In Rust v. Clarke, prisoners in the Nebraska prison system who practiced Asatru, an ancient religion of Northern Europe that is sometimes called Wotanism, charged that it was necessary for each of them to have certain items—including a small stone altar, a cauldron, and a drinking horn—in order to practice their religion in prison. They also requested the right to build sacred fires during ceremonial occasions. In 1995 the Eighth Circuit Court ruled against the plaintiffs. According to the National Prison Kindred Alliance, an organization formed to assist Asatru members in prison or recently released, seventeen states have rewritten their policies to accommodate the practice of Asatru in prison.

In 1996 the New York Court of Appeals ruled on Griffin v. Coughlin (NY CtApp, No 73), a case involving twelve-step programs. As a precondition to his continued participation in a family reunion program, David Griffin had been required to participate in a substance abuse program modeled after Alcoholics Anonymous (AA), which makes references to "God" and a "Higher Power." He claimed that the requirement to participate in such a program violated his right to practice atheism under the First Amendment. The court ruled that the prison could not compel an inmate to attend a substance abuse program in which references to "God" and a "Higher Power" were made. The court concluded that the program violated the Establishment clause of the Constitution and "the state has exercised coercive power to advance religion by denying benefits of eligibility for the family reunion problem to atheist and agnostic inmates who object and refuse to participate in religious activity."

The dissenters thought that, although the twelve-step program may be perceived as:

somewhat religious, [it] remains overwhelmingly secular in philosophy, objective, and operation.… The inmate was not compelled to participate in the … program.
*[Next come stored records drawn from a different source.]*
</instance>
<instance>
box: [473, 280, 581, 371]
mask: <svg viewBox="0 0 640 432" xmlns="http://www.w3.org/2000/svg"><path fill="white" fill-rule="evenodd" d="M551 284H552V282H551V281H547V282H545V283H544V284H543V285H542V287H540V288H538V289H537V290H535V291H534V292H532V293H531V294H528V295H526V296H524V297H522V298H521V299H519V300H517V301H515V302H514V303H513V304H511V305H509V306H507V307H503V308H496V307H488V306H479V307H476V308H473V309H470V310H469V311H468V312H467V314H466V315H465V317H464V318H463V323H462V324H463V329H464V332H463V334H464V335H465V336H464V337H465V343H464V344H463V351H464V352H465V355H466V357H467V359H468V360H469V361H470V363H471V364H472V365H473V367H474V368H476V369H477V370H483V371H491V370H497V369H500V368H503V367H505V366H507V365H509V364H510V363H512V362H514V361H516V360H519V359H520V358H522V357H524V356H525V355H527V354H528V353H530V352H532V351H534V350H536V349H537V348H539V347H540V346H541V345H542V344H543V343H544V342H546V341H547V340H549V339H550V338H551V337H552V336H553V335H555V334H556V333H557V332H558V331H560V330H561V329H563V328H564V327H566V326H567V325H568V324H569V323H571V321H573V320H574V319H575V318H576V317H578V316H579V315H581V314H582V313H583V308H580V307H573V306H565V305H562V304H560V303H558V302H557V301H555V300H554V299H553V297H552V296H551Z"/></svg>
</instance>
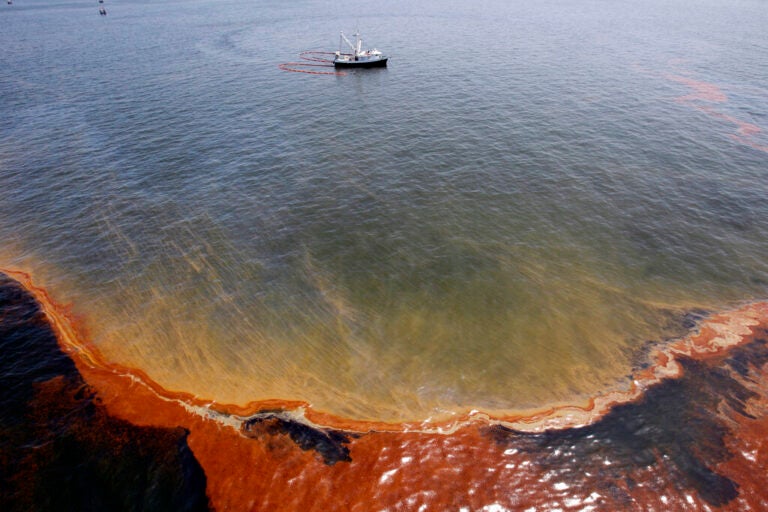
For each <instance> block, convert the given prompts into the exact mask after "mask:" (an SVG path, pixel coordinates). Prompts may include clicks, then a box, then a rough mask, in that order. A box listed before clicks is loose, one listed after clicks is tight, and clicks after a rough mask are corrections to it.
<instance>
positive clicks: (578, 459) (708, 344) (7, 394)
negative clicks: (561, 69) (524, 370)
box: [0, 271, 768, 510]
He voluntarily chose the course of action that placed his agnosticism and nonbeliefs at risk because he wished to receive something he is not unqualifiably entitled to from the state.

In September 2000 the Religious Land Use and Institutionalized Persons Act was signed into law by President Bill Clinton. The act primarily limits the ability of local governments to use zoning laws against religious institutions. It also asserts the right of prisoners to practice their religion and restricts prison authorities from denying them whatever items they may reasonably need to do so. In October 2004 the U.S. Supreme Court agreed to rule on the constitutionality of the law and to render a decision in the summer of 2005.